Page MenuHomeSoftware Heritage

D8593.diff
No OneTemporary

D8593.diff

diff --git a/swh/provenance/algos/__init__.py b/swh/provenance/algos/__init__.py
new file mode 100644
diff --git a/swh/provenance/directory.py b/swh/provenance/algos/directory.py
rename from swh/provenance/directory.py
rename to swh/provenance/algos/directory.py
--- a/swh/provenance/directory.py
+++ b/swh/provenance/algos/directory.py
@@ -8,10 +8,9 @@
from swh.core.statsd import statsd
from swh.model.model import Sha1Git
-
-from .archive import ArchiveInterface
-from .interface import ProvenanceInterface
-from .model import DirectoryEntry
+from swh.provenance.archive import ArchiveInterface
+from swh.provenance.interface import ProvenanceInterface
+from swh.provenance.model import DirectoryEntry
REVISION_DURATION_METRIC = "swh_provenance_directory_duration_seconds"

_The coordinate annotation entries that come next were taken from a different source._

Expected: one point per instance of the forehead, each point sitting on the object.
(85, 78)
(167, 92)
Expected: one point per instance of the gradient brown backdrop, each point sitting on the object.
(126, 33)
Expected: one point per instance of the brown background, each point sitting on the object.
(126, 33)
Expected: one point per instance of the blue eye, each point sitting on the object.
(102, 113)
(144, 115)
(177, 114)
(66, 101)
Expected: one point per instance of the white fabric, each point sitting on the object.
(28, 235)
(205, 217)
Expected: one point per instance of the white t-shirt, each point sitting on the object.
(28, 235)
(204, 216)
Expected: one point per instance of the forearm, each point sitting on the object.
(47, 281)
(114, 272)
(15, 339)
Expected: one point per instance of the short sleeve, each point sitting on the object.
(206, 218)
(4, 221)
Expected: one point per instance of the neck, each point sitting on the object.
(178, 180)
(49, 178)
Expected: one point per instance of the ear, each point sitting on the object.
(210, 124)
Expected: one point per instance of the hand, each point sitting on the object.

diff --git a/swh/provenance/graph.py b/swh/provenance/algos/isochrone_graph.py
rename from swh/provenance/graph.py
rename to swh/provenance/algos/isochrone_graph.py
--- a/swh/provenance/graph.py
+++ b/swh/provenance/algos/isochrone_graph.py
@@ -1,4 +1,4 @@
-# Copyright (C) 2021 The Software Heritage developers
+# Copyright (C) 2021-2022 The Software Heritage developers
# See the AUTHORS file at the top-level directory of this distribution
# License: GNU General Public License version 3, or any later version
# See top-level LICENSE file for more information
@@ -11,10 +11,9 @@
from swh.core.statsd import statsd
from swh.model.model import Sha1Git
-
-from .archive import ArchiveInterface
-from .interface import ProvenanceInterface
-from .model import DirectoryEntry, RevisionEntry
+from swh.provenance.archive import ArchiveInterface
+from swh.provenance.interface import ProvenanceInterface
+from swh.provenance.model import DirectoryEntry, RevisionEntry
GRAPH_DURATION_METRIC = "swh_provenance_graph_duration_seconds"

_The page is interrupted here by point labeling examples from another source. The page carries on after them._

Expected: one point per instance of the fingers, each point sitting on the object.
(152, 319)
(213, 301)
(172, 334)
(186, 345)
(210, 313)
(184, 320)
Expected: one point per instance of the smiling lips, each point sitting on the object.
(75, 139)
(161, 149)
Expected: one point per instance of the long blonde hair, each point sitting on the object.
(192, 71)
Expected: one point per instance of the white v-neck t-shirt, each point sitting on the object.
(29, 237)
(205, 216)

GRAPH_OPERATIONS_METRIC = "swh_provenance_graph_operations_total"
@@ -26,50 +25,6 @@
pass
-class HistoryGraph:
- @statsd.timed(metric=GRAPH_DURATION_METRIC, tags={"method": "build_history_graph"})
- def __init__(
- self,
- archive: ArchiveInterface,
- revision: RevisionEntry,
- ) -> None:
- self.head_id = revision.id
- self._nodes: Set[Sha1Git] = set()
- # rev -> set(parents)
- self._edges: Dict[Sha1Git, Set[Sha1Git]] = {}
-
- stack = {self.head_id}
- while stack:
- current = stack.pop()
-
- if current not in self._nodes:
- self._nodes.add(current)
- self._edges.setdefault(current, set())
- for rev, parent in archive.revision_get_some_outbound_edges(current):
- self._nodes.add(rev)
- self._edges.setdefault(rev, set()).add(parent)
- stack.add(parent)
-
- # don't process nodes for which we've already retrieved outbound edges
- stack -= self._nodes
-
- def parent_ids(self) -> Set[Sha1Git]:
- """Get all the known parent ids in the current graph"""
- return self._nodes - {self.head_id}
-
- def __str__(self) -> str:
- return f"<HistoryGraph: head={self.head_id.hex()}, edges={self._edges}"
-
- def as_dict(self) -> Dict[str, Any]:
- return {
- "head": self.head_id.hex(),
- "graph": {
- node.hex(): sorted(parent.hex() for parent in parents)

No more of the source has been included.